Argentina hasn’t been so lucky with their gambles and today the Argentine peso is in free fall from its latest losing gamble (as seen in the chart). When you peg your currency to the U.S. dollar, and issue a lot of debt in U.S. dollars – how are you going to afford it when the U.S. dollar strengthens against your home currency? You can’t. That is what Argentina’s socialist government failed to learn, yet again. Argentina cannot afford a rising debt payment – debts that were just issued this January are likely to become unaffordable. What was the term of this new debt? Oh, just 100 years. Anybody want to buy some certain-to-default debts that won’t be paid back for 100 years?
Large debts are prompting the Italian government to consider a parallel currency to the Euro. No one will lend to spendthrift Italy (just like spendthrift Greece a few years ago), so Italy is trying to create a new currency (just like Greece a few years ago) to get some liquidity.
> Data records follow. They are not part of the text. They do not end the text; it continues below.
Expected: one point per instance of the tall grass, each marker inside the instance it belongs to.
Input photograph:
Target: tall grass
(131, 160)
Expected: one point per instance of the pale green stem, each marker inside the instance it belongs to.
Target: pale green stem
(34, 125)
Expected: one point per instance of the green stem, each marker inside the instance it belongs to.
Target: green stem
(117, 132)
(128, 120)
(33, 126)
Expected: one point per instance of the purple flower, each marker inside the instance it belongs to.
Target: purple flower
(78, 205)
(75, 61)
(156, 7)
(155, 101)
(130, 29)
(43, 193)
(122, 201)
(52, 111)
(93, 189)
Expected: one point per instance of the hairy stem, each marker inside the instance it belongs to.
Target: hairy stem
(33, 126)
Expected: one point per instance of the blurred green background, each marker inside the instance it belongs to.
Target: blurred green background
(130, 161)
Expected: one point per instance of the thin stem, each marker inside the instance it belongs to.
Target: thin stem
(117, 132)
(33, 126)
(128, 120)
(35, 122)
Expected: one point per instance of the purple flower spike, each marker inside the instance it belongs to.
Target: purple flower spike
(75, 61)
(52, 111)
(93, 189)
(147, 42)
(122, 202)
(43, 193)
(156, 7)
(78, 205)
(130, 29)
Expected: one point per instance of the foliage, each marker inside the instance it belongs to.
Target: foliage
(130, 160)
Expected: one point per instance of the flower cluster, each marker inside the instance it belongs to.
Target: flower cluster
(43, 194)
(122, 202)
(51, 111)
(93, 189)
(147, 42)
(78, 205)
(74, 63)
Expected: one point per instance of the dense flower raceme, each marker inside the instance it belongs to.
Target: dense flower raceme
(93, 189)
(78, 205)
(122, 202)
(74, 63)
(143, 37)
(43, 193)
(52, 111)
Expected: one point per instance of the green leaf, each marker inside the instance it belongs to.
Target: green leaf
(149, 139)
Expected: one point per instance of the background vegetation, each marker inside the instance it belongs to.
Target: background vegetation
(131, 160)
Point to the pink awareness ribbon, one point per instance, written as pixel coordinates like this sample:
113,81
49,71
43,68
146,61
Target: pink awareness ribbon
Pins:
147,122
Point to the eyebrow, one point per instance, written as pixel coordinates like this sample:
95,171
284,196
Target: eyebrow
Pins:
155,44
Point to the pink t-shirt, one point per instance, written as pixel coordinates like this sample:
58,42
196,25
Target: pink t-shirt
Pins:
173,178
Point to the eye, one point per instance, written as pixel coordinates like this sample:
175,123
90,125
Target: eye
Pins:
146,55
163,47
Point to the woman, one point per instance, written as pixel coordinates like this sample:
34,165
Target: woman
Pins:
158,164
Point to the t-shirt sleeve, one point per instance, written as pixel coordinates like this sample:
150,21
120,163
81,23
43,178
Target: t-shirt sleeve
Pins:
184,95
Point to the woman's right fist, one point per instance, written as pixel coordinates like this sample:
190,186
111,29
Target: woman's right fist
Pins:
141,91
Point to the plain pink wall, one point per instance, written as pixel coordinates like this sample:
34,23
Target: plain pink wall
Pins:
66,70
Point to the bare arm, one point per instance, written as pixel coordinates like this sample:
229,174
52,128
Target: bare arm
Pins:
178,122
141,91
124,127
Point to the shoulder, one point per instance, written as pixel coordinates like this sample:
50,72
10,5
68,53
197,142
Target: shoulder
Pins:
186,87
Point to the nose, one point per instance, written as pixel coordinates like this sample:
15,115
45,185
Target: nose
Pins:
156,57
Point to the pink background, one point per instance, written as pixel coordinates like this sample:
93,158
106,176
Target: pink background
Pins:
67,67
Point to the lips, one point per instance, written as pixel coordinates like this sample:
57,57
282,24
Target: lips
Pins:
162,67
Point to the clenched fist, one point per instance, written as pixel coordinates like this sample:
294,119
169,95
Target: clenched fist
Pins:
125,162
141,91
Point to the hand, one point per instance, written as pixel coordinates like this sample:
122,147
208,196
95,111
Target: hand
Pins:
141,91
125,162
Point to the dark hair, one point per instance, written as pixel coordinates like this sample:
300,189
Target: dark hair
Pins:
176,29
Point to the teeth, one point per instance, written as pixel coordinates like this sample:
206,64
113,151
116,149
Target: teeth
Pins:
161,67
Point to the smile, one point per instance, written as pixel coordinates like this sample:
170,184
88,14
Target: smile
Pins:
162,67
But just like Greece, the European Central Bank and International Monetary Fund (IMF) will not allow this to occur. So the poor and middle class Italians can likely look forward to becoming ground into the dirt like the European Union did to Greece just a few years ago.
Financial literacy is very important for a family but even more critical for a country. For example, the average Venezuelan adult lost 25 pounds last year from a lack of food. Not from any natural disaster, but from 15-years of increasing socialism where inflation is now around 150% per month. The Venezuelan government is still taking no action to reverse the downward spiral of their economy or currency. This is why holding your money in gold or bitcoin is commonly banned in countries with a continually weakening currency. Government-issued capital controls slows down the currency collapse by erecting a prison that keeps money from escaping toward stronger currencies and assets. It is unfortunate that financial literacy appears to be rare for both families and countries.